Universal Periodic Review (UPR): Sweden receives recommendations to improve its human rights record from fellow UN Member States

29 Sep 2020

The Universal Periodic Review (UPR) is a unique mechanism of the Human Rights Council aimed at improving the human rights situation on the ground in each of the 193 United Nations (UN) Member States. It is a well-established instrument in the work to promote human rights, democracy and the rule of law. States are reviewed every 5 years and the reviews are conducted at the Palais des Nations in Geneva, Switzerland.

On 27 January, it was Sweden's turn to be reviewed within the framework of the third cycle of the UPR. For the first time, the Swedish delegation was led by a Minister, namely Åsa Lindhagen, Minister for Gender Equality, with responsibility for anti-discrimination and anti-segregation. In her delegation, she had experts from the Ministry of Employment, Ministry of Justice, Ministry for Foreign Affairs, Ministry of Culture, Ministry of Health and Social Affairs, Ministry of Enterprise and Innovation and the Permanent Mission of Sweden in Geneva

The UPR is a State-driven process. The State under review presents, based on its national report, actions taken since its last review to respect, protect and promote human rights and to fulfil its human rights obligations. States are then invited to give new recommendations to the State under review on how to further improve the human rights situation in the country.
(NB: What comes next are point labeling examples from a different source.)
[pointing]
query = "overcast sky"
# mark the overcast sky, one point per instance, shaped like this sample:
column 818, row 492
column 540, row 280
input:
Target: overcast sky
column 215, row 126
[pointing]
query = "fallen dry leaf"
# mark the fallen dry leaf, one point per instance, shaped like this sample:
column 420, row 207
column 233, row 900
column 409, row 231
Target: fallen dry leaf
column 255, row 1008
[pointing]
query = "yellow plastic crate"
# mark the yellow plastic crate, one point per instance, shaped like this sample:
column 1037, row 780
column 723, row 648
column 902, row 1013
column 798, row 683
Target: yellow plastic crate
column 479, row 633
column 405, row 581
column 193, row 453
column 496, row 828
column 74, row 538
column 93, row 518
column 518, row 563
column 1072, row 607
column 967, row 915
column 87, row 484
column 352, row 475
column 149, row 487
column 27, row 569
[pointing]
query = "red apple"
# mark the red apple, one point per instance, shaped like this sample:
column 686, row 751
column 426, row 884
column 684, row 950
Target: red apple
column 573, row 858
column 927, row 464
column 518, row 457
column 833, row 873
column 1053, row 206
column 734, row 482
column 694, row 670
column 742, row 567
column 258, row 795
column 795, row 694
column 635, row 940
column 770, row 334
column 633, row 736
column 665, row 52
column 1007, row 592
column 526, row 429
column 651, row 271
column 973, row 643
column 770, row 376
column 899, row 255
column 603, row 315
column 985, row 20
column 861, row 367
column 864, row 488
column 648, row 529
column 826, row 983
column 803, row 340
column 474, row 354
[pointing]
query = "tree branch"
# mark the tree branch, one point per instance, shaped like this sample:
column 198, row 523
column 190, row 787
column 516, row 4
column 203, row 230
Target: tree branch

The recommendations given by States usually cover a wide range of human rights issues and are often based on information provided by the State under review in its national report (national report submitted by Sweden), information from various UN agencies, special procedures and treaty bodies, information submitted by civil society organizations, or information received through embassies.

During its review, Sweden received 300 recommendations from 117 States. The most common recurring recommendations focused on the establishment of a National Human Rights Institution in line with the Paris Principles; measures to combat discrimination and segregation and to promote integration of newly arrived immigrants; measures to combat racism and hate crime; measures for gender equality and to prevent men's violence against women; measures for the rights of the child; and measures for the rights of indigenous peoples and national minorities.
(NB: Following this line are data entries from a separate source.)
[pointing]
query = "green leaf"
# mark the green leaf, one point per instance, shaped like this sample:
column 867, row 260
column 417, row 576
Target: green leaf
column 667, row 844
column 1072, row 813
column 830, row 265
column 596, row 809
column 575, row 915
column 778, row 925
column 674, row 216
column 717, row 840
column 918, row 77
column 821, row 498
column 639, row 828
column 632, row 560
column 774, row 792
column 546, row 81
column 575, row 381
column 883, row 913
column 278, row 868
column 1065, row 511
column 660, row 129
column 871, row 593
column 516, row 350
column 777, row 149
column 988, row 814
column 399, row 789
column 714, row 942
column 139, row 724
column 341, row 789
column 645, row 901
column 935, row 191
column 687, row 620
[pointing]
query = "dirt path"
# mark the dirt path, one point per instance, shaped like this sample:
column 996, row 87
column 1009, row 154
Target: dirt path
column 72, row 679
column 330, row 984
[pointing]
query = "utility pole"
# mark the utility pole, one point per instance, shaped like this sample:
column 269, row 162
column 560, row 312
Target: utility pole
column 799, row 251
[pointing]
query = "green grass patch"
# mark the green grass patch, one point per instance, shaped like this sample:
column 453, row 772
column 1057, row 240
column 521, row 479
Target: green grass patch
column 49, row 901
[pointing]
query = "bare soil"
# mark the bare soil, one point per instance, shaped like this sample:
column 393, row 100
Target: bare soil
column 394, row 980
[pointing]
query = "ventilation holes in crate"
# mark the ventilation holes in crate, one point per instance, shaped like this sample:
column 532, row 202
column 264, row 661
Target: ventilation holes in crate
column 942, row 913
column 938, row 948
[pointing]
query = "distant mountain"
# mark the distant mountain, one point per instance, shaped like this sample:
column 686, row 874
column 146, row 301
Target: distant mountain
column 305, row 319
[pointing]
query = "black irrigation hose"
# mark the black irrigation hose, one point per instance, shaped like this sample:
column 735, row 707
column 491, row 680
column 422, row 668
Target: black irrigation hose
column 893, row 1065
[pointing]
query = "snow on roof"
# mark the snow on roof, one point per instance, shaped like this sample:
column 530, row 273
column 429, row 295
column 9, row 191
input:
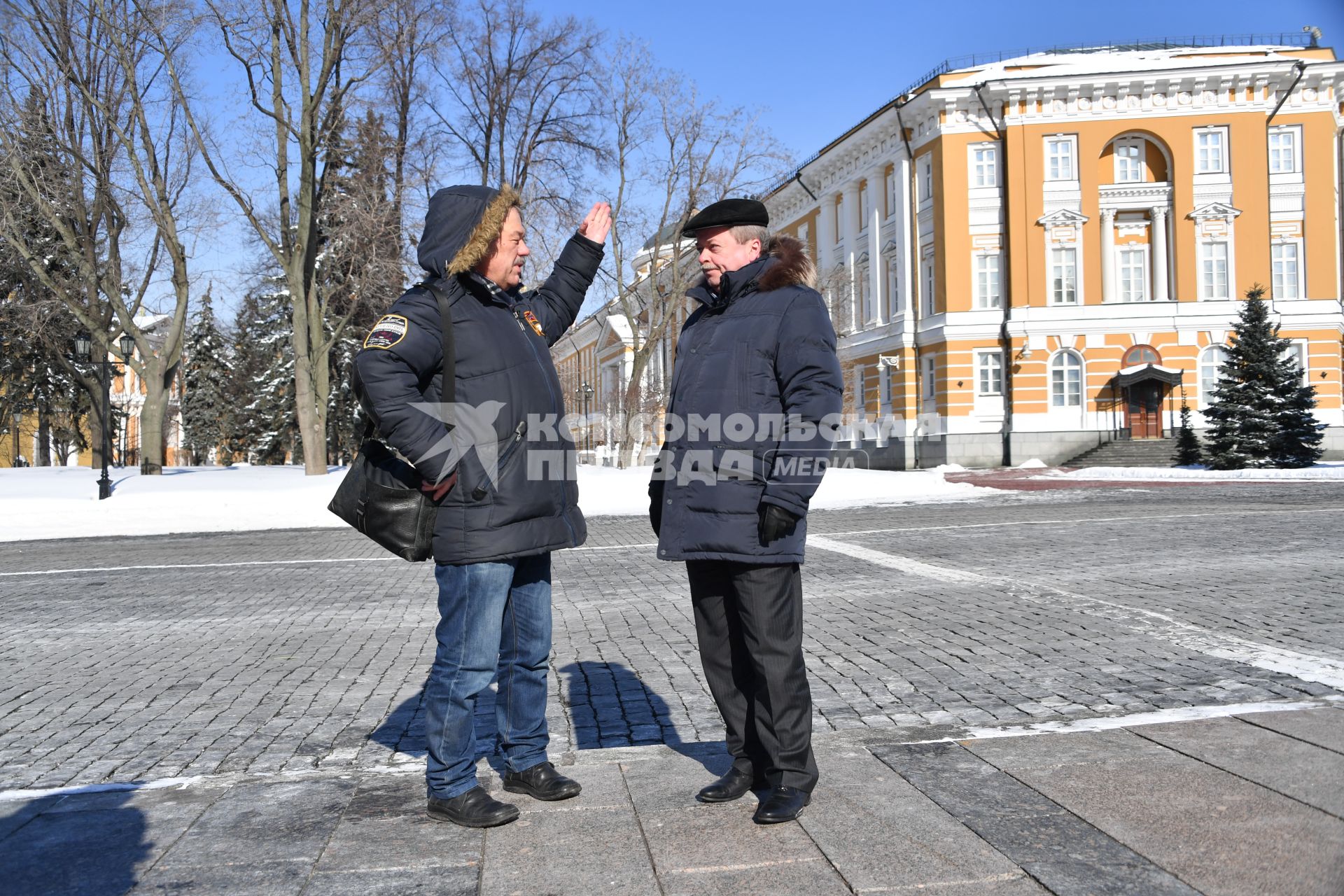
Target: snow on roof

When the report of the Working Group on the Universal Periodic Review on Sweden was adopted on 30 January – a report which provides an overview of all recommendations - Ambassador Veronika Bard, Permanent Representative of Sweden to the UN in Geneva, thanked all States that participated in the review and emphasized that the UPR process is of great importance to Sweden and that we firmly believe that it contributes to concrete improvements in human rights, in Sweden and abroad.

After the review, the Swedish Government Offices initiated a thorough process of assessing all 300 recommendations. States can support or note recommendations received during the review; they cannot reject them. Sweden communicate its response to each recommendation in writing to the Human Rights Council in advance of the adoption of the final report at the Council's session in June. Due to the Covid-19 pandemic, the adoption of the final report was however moved to the Council's September session.
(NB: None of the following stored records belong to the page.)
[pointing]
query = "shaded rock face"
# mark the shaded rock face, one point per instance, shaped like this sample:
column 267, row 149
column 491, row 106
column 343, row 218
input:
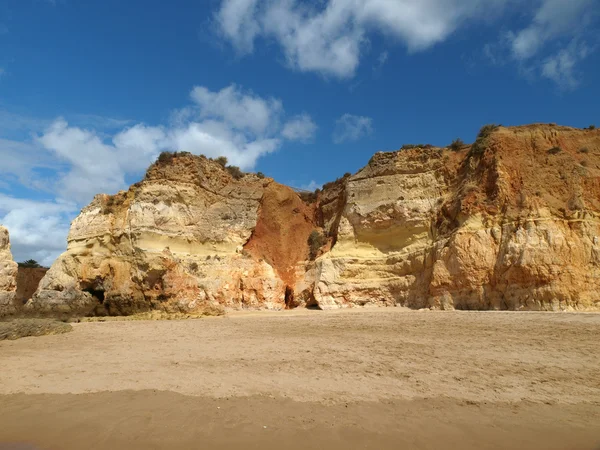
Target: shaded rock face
column 28, row 280
column 509, row 223
column 8, row 277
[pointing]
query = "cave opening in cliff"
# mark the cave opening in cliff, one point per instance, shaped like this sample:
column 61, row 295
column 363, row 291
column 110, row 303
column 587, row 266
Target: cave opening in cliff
column 98, row 294
column 289, row 298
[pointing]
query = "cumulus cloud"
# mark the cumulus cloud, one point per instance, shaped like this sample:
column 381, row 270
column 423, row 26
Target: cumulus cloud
column 331, row 36
column 231, row 122
column 240, row 110
column 301, row 128
column 560, row 67
column 75, row 160
column 350, row 128
column 553, row 19
column 38, row 230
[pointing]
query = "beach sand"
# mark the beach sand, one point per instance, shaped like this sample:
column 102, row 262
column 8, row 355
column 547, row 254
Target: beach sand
column 354, row 379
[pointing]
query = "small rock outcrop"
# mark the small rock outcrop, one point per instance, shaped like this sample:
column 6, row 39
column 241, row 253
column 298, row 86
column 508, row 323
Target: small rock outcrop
column 8, row 277
column 511, row 222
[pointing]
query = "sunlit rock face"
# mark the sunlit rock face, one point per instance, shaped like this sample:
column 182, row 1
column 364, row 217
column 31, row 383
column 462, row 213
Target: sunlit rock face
column 511, row 222
column 175, row 242
column 8, row 277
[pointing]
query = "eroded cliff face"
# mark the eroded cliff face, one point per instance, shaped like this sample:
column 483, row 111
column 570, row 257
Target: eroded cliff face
column 173, row 242
column 8, row 277
column 511, row 222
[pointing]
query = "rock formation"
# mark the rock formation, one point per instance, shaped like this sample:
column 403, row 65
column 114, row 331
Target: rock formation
column 175, row 242
column 510, row 222
column 8, row 277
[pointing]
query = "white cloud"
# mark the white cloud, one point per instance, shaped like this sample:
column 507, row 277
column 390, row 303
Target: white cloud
column 236, row 19
column 381, row 60
column 95, row 155
column 242, row 111
column 300, row 127
column 560, row 67
column 239, row 125
column 350, row 128
column 330, row 37
column 38, row 230
column 553, row 19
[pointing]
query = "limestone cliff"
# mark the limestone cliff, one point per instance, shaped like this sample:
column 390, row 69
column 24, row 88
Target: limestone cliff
column 8, row 277
column 510, row 222
column 175, row 242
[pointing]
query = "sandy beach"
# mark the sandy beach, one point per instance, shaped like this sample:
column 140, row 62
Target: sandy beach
column 380, row 379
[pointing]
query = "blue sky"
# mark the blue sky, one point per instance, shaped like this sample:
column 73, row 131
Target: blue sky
column 304, row 91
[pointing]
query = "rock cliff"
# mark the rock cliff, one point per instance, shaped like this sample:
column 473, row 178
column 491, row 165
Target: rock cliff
column 8, row 277
column 175, row 242
column 509, row 222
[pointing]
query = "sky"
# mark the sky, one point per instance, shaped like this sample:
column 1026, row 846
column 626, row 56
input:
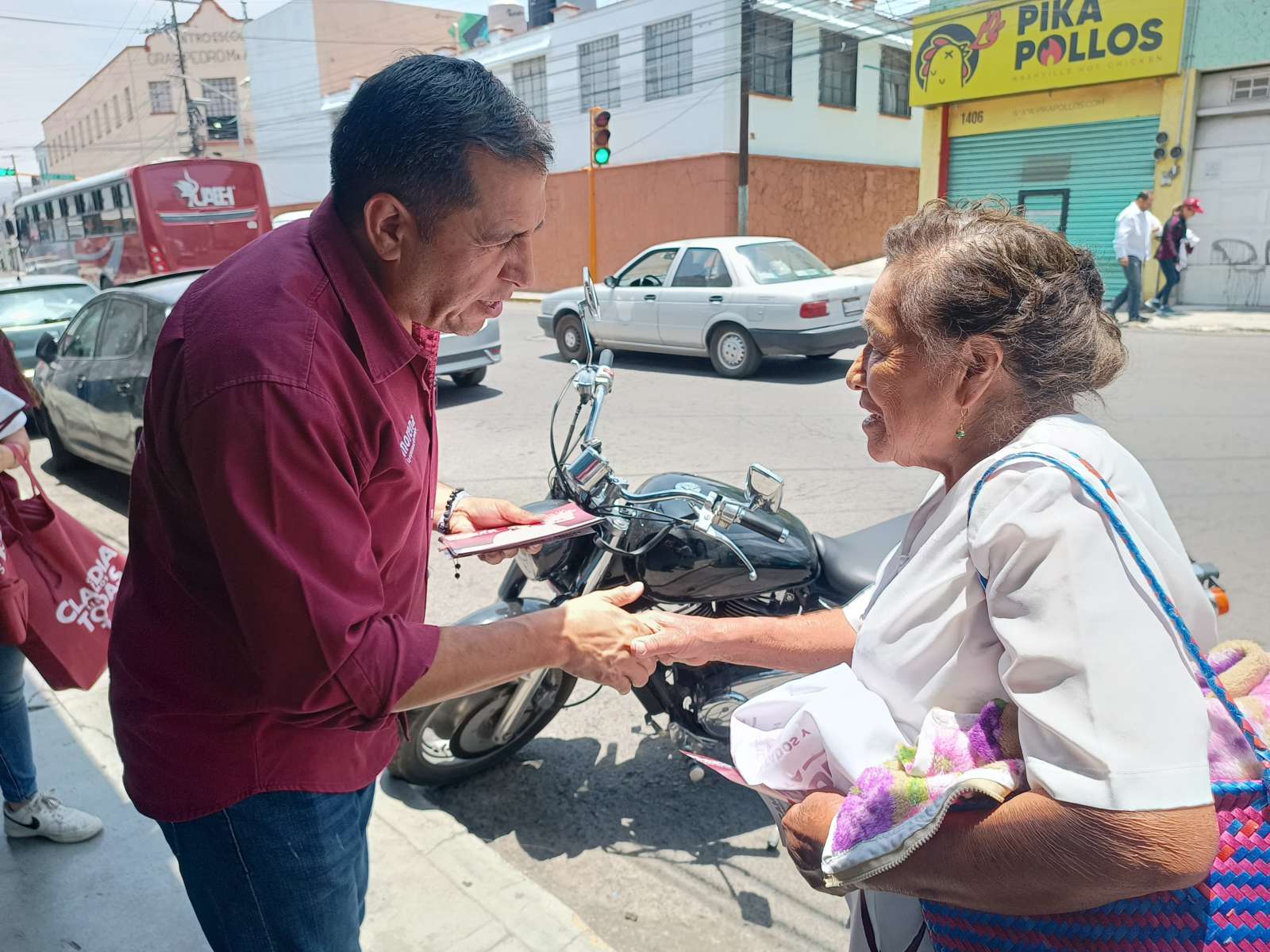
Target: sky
column 42, row 63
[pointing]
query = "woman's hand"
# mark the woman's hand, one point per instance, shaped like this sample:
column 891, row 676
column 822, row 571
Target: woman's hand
column 14, row 450
column 474, row 513
column 806, row 829
column 677, row 639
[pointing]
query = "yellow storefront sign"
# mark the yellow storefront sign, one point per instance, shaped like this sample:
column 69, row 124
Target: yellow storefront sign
column 1060, row 107
column 1001, row 48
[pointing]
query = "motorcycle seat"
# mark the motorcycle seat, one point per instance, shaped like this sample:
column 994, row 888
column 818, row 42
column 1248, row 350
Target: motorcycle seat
column 850, row 562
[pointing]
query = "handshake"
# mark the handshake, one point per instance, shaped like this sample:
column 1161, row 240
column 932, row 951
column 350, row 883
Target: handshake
column 606, row 644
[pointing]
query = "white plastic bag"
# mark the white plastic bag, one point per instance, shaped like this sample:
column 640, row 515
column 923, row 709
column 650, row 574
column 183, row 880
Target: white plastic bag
column 817, row 733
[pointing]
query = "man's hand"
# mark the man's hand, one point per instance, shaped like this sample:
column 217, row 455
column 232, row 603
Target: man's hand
column 474, row 513
column 598, row 634
column 806, row 829
column 676, row 639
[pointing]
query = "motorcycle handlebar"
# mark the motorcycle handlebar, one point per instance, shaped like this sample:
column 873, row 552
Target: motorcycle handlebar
column 764, row 524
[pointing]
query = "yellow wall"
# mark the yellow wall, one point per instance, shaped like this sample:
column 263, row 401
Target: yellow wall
column 1172, row 97
column 1058, row 107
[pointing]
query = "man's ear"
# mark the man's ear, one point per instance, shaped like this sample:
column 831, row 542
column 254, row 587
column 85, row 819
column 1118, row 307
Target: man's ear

The Swedish Government's overall approach when considering the recommendations received was to accept recommendations where the Government could foresee measures before the next review, or where measures had already been or were being implemented. The Swedish Government accepted 214 recommendations, partially accepted 1 recommendation and noted 85 recommendations.

At today's adoption of the final report, Ambassador Anna Jardfelt, newly arrived Permanent Representative of Sweden to the UN in Geneva, stressed that promoting and respecting universal human rights is a core value and a central priority for the Swedish Government. It is also a cornerstone of Swedish foreign policy. Ambassador Jardfelt also thanked all the States that participated in the review of Sweden for their valuable input. Dialogue, as well as regular and constructive scrutiny, contributes to furthering the values which our society is based on.